The Spirit of Servi ce
Exploring Faith, Service, and Social Justice in Higher Education

Edited Brian T. Johnson and Carolyn R. O’Grady
Bolton, MA: Anker Publishing, 2006

This book is a compilation of essays written by faculty, staff, and students from Gustavus Adolphus College in Minnesota about integrating faith, service, social justice, and academic learning within a faith-based institution.  Gustavus Adolphus has ties to the Evangelical Lutheran faith denomination, but the book gives voice to other faith traditions within its faculty including atheism, Christianity, Buddhism, and Judaism.  The faculty writers, who represent a wide spectrum of academic disciplines, speak about how despite the religious affiliation of Gustavus Adolphus, faculty and students alike are uncomfortable when faith-related comments arise in the classroom and tend to ignore such remarks rather than integrating them into academic discussion.  The book gives voice to the awkwardness, fear, even failure that can result when academics find themselves restricted by the barriers between accepted academic competence and the realms of faith and social justice.    

Sharon Daloz Parks states in the foreword, “This book has come into being because the authors have recognized that it is in the awkward moments and false assumptions that something critically important in their practice of the intellectual life and in their responsibility to students and to the wider life of our world is at stake.”  The book is composed of three sections.  In Part I:  Analyzing the Landscape, the editors provide an overall outline and talk about how they started compiling the book after recognizing their own reluctance to engage in religious discussion with students despite the fact that the majority of students at Gustavus claim religious faith and the religious roots of the college.  A  Buddhist faculty member writes about how “faith talk” can ground a faith-based institution, but the pressure to achieve “diversity” can dispel a common faith language.

Part II:  Practicing What We Preach gives concrete examples of integrating faith and service within academics and what has proven successful and what has proven problematic.  Part III:  Getting to the Heart of the Matter discusses faculty support and development at Gustavus in integrating faith, vocation, and social justice into the classroom and the risks and rewards therein.  The associate dean for diversity development describes opportunities and challenges in providing venues for students to explore religious and racial identity.  A service-learning course development program for faculty is detailed, and two reflections by alumni describe their Gustavus experiences in grappling with issues of faith, service, justice, and vocation. 
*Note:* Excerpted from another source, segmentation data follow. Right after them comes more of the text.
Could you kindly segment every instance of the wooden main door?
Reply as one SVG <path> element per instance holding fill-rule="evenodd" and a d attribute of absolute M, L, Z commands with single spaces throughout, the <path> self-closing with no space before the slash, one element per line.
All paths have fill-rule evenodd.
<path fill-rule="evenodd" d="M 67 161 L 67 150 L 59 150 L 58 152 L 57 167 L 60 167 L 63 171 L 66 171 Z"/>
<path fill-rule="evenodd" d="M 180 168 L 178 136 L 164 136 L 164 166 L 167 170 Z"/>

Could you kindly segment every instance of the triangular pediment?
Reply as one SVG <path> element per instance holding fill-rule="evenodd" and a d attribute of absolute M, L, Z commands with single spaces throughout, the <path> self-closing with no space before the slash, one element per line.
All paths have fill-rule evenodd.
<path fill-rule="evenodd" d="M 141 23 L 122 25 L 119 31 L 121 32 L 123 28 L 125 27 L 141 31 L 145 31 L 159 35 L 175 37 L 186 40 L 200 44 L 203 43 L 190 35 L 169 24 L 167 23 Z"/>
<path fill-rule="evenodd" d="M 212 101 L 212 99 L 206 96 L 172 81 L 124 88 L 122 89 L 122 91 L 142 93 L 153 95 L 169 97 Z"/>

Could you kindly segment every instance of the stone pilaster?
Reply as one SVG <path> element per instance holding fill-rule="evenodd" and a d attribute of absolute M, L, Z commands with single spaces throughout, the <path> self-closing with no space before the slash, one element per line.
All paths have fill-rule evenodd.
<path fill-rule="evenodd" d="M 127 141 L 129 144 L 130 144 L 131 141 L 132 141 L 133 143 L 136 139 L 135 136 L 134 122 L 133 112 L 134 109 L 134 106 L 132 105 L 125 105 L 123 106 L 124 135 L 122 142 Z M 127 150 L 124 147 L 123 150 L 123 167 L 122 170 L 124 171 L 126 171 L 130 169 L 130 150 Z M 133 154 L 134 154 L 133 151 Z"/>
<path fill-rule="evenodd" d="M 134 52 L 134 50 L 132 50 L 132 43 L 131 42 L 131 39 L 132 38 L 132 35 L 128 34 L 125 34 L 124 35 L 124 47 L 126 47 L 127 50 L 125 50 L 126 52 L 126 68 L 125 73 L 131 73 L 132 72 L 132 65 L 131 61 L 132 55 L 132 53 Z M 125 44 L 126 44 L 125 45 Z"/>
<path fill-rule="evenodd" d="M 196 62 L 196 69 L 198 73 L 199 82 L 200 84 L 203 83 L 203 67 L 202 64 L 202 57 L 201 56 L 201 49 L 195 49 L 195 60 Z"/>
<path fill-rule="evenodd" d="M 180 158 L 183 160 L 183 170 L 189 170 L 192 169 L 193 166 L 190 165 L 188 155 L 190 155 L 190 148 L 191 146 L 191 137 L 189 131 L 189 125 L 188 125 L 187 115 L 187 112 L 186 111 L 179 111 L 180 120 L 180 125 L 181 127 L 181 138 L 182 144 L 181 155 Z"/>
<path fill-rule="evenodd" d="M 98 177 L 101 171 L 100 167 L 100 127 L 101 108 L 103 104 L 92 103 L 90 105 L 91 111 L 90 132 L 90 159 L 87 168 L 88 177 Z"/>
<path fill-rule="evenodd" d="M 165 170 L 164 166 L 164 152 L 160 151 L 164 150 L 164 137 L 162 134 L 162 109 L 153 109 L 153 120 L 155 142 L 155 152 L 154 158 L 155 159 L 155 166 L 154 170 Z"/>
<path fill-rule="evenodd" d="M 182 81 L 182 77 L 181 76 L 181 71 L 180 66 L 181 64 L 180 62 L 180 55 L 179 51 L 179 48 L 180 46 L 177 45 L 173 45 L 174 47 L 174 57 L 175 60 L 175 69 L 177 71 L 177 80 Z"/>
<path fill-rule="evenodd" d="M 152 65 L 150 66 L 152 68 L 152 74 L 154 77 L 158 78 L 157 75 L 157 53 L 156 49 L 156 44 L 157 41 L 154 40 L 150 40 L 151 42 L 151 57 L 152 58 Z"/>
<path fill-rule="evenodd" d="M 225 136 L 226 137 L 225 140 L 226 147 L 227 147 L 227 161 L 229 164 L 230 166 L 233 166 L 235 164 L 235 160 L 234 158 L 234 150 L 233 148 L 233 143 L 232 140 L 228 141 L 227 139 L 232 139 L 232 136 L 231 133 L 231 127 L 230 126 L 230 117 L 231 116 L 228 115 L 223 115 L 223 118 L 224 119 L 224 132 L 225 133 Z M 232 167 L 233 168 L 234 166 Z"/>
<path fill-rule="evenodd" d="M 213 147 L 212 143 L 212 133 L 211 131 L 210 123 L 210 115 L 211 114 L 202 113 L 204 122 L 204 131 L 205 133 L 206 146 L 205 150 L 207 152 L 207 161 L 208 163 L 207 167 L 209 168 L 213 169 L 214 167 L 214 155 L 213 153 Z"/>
An especially fine chapter on reflection is provided by Chris Johnson, the director for the center of vocation reflection, in which he posits that learning does take place through service-learning.  The idea that reflection is key to service-learning is nothing new to the pedagogy’s proponents, but Johnson’s chapter is a well-articulated discussion on the how and why of reflection.  He says, “Reflection calls attention to the ways we take in and process information so that it registers as something about which we can have feelings, make judgments, and deliberate our best responses.  From finer perception can flow empathy, refined judgment and critical thinking, and more richly informed action.” 

The book’s audience may be largely limited to faith-based, private institutions.  However, the chapter on reflection and other portions of the book would prove valuable to virtually any institution with service-learning courses or social justice aims.  For those of us at Samford, the issues discussed within the book are highly relevant as we are in the midst of a theological exploration of vocation grant from the Lilly Foundation for the express purpose of helping students discern vocation and integrate faith and academic learning within their undergraduate experiences.